By Joni Brennan, Executive Director, Kantara Initiative
Introduction:
In the interest of supporting trust toward economic growth, the OECD Privacy Guidelines provide a tool for privacy best practices supporting European Union data protection legislation (and cultural expectations) as well appropriate transborder flow of personal data. The IEEE-SA and Kantara Initiative provide this article as participating members of the OECD-ITAC to discuss the changing nature of identity management with more focus toward relationships between people, entities, services, and things. The concepts provided are observations in development within the Kantara Initiative open and transparent community.
Identity and access management (IAM) is the security discipline that enables the right individuals to access the right resources at the right times for the right reasons [1]. IAM services were traditionally built for a company’s internal use, to assist with manual on and off boarding and for establishing access privileges to organizational data and systems. Today organizations must implement a dynamic IAM solution that serves employees and customers, partners and devices, and all those in between, regardless of location. This is the evolution of IAM to Identity Relationship Management (IRM).
IRM evolves IAM by focusing on:
- business values of consumers and things, adaptability, top line revenue, and velocity.
- technical values of internet scale, dynamic intelligence, borderless, and modular.
As people and “things” are assigned identities across networks simple, flexible and scalable IRM services designed to quickly verify identities and access privileges become imperative for any business or institution to safely and efficiently engage with their users. People expect solutions to link devices from laptops to social apps into a single secure platform that works anywhere at anytime. Basic trust of stakeholders in these ‘shared spaces’ is key to enabling market growth and innovations.
With more networked devices sharing data, privacy tools are paramount to ensure systems are trustworthy. References are made to “contextual identity”, where “context” focuses on connectivity and data that reveals something about a user. Use of context can improve the user authentication experience. However, enabling use of personal data while protecting users’ privacy is challenging. Communities must understand how this data may be used and what governance policies are necessary.
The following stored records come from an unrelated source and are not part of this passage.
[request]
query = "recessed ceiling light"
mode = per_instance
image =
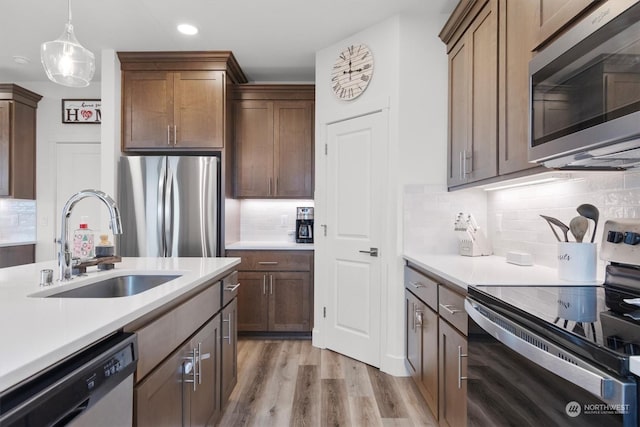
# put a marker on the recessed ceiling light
(187, 29)
(21, 59)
Communities must provide user data control tools to enable trust. Examples include Privacy Lens [2], an Internet2 pilot funded by the US National Strategy for Trusted Identities in Cyberspace, and User Managed Access (UMA) [3] for resource authorization, a project of Kantara Initiative. Vendors may review the OECD Privacy Principles [4] for a sense of their performance regarding respect for user privacy.
Conclusion:
We suggest organizations engaging with hyper-connected customers to:
– Understand the risks your organization takes in context of the resources used to manage current and future systems for customer and vendor relations.
– Limit data collection to only what is needed to safely perform a transaction.
– Be transparent about your data collection and practices
– Connect with your peers and competitors through vendor neutral consortia.
– Seek solutions that have been verified by a neutral body.
– Adopt industry standards and build your unique optimizations around them.
– Adopt third party vendors who deploy open standards.
When shifting from the closed world of IAM to the open world of IRM, advanced user engagement tools are necessary to protect privacy while providing dynamic engagement.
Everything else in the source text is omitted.